Mittlerweile ist auch die nächste Hürde der Vorbereitungen geschafft. In der vergangenen Woche suchte sich das Hexen-Dreiergespann Kostüme im „Theater nebenan“ im niedersächsischen Ahrbergen aus - Jutta Gross ist dort Laienschauspielerin. „Ich möchte aber eine liebe Hexe sein!“, erklärt Renate Wanjeck ganz energisch. Eine Bluse, ein Rock und sogar eine Perücke sind schon gefunden. Und damit das Drumherum stimmt, wird auch ihr Rollstuhl dekoriert.

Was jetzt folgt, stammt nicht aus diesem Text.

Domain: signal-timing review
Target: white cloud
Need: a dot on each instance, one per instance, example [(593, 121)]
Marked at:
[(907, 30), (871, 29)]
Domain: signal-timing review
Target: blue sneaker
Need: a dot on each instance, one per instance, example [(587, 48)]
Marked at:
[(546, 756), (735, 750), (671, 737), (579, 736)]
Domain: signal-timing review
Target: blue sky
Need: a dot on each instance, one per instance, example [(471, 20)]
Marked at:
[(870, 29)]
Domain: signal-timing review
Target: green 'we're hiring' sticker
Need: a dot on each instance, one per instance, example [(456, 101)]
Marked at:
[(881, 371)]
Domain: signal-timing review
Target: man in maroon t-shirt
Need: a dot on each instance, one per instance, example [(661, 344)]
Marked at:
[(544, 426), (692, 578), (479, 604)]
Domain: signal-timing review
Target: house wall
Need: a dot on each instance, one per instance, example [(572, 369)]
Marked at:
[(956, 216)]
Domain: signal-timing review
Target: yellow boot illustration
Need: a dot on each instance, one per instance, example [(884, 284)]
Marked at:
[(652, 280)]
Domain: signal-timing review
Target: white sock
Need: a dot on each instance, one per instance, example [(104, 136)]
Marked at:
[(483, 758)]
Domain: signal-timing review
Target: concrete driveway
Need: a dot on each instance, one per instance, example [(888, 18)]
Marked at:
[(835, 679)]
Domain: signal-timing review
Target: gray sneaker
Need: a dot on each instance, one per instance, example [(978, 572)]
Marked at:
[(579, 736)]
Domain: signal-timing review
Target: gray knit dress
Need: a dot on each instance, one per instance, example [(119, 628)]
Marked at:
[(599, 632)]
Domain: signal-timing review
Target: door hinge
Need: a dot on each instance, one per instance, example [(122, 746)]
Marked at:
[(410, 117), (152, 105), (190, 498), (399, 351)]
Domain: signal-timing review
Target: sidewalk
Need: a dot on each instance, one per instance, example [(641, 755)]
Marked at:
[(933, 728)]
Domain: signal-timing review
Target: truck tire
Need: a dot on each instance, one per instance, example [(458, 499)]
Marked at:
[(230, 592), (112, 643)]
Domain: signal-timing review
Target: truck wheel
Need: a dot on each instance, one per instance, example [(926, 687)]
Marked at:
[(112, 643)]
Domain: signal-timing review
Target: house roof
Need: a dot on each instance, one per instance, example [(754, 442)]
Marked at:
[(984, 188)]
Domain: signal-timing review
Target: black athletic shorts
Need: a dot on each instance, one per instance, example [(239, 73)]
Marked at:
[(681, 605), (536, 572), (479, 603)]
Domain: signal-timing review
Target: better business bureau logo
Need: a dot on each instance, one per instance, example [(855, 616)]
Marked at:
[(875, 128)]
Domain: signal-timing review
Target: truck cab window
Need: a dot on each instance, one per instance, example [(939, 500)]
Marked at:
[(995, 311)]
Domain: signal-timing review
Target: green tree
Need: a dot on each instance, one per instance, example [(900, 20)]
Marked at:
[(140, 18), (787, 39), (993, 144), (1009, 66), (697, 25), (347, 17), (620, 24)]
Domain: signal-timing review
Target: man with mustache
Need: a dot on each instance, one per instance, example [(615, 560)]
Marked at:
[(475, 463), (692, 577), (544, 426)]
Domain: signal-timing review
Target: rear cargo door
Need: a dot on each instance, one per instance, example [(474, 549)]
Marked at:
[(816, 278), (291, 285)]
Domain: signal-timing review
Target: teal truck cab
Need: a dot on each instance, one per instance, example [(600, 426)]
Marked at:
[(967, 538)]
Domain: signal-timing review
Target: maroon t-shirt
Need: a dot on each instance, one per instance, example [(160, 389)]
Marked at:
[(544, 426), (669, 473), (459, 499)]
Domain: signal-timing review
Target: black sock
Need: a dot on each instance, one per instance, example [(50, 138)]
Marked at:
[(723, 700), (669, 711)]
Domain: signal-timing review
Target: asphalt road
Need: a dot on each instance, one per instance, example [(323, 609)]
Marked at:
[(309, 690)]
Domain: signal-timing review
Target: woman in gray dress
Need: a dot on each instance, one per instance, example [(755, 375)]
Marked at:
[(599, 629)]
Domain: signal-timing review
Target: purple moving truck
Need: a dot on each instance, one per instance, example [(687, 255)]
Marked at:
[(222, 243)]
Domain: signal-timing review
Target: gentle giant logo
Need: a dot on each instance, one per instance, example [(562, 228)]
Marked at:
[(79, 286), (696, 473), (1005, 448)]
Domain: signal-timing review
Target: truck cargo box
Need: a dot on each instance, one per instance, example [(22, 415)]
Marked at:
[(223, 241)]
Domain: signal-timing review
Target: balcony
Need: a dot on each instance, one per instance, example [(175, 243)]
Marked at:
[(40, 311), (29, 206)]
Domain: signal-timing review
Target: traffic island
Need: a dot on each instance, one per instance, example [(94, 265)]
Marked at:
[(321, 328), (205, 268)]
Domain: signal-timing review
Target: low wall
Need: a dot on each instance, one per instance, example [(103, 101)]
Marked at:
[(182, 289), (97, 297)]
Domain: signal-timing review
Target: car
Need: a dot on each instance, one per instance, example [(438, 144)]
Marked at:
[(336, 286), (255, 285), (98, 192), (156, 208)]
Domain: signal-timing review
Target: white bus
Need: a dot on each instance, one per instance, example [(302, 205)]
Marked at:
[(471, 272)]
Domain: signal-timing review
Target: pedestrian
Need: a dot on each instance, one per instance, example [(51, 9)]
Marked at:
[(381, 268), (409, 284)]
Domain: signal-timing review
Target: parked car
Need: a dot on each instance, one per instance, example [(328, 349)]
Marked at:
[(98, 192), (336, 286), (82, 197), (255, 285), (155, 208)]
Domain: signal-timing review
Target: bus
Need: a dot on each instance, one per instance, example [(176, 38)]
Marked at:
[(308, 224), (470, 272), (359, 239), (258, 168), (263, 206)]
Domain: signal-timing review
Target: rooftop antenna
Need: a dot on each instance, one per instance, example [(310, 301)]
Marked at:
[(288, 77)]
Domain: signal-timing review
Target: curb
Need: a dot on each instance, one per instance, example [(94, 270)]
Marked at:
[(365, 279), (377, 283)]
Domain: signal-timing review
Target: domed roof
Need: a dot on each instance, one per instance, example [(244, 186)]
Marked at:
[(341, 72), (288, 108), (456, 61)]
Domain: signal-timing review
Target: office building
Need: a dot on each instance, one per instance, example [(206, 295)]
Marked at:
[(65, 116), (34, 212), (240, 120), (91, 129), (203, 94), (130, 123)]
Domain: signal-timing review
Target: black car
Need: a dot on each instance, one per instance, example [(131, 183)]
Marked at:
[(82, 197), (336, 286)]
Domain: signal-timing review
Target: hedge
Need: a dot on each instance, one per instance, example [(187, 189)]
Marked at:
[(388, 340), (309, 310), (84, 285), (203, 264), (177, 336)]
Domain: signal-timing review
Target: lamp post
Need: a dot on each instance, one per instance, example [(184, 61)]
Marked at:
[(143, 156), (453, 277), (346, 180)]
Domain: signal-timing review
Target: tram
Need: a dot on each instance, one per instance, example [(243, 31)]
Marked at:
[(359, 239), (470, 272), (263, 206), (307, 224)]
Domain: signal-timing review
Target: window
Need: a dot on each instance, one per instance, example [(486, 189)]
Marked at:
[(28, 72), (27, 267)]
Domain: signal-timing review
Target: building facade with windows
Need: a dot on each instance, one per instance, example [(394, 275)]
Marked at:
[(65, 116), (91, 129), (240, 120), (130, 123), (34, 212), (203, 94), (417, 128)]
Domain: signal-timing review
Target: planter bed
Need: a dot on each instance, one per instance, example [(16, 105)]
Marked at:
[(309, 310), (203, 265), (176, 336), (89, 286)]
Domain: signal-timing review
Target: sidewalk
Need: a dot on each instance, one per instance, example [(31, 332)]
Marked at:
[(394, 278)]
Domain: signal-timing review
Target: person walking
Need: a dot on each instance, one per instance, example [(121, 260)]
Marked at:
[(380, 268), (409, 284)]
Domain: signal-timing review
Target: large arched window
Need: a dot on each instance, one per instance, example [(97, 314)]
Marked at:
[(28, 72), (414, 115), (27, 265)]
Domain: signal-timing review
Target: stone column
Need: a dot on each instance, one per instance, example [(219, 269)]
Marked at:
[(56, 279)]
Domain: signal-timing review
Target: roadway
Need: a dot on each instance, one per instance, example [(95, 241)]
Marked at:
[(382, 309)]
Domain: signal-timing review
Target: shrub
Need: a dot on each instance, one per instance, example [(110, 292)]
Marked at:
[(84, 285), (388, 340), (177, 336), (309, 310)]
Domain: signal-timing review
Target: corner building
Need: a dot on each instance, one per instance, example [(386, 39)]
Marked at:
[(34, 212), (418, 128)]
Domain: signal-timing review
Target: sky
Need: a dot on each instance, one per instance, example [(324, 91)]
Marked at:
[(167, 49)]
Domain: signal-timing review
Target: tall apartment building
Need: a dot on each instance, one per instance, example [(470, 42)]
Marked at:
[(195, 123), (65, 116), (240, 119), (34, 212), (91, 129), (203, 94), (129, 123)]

„Ich habe da jemanden gefunden, der uns damit hilft“, sagt Alexandra Seggelke. „Hinten aus dem Rollstuhl soll ein Stück Besen rausschauen, damit es aussieht, als sitzt sie darauf.“ Die Seiten werden mit Reisig und Tannengrün überdeckt. Nichts soll daran erinnern, dass sie auf den Rollstuhl angewiesen ist. Grundsätzlich legt die Seniorin viel Wert auf ihr Äußeres. „Körperpflege, Haare, Nägel, das bekomme ich alles im Pflegeheim gemacht“, erklärt sie. „Von Kopf bis Fuß muss alles stimmen.“

Alexandra Seggelke ist froh, dass der große Tag näher rückt. „Alleine wäre ich nie auf die Idee gekommen, mal zur Walpurgisnacht zu fahren. Aber für Renate machen wir das. Sie soll diesen Tag nie wieder vergessen.“

(mz)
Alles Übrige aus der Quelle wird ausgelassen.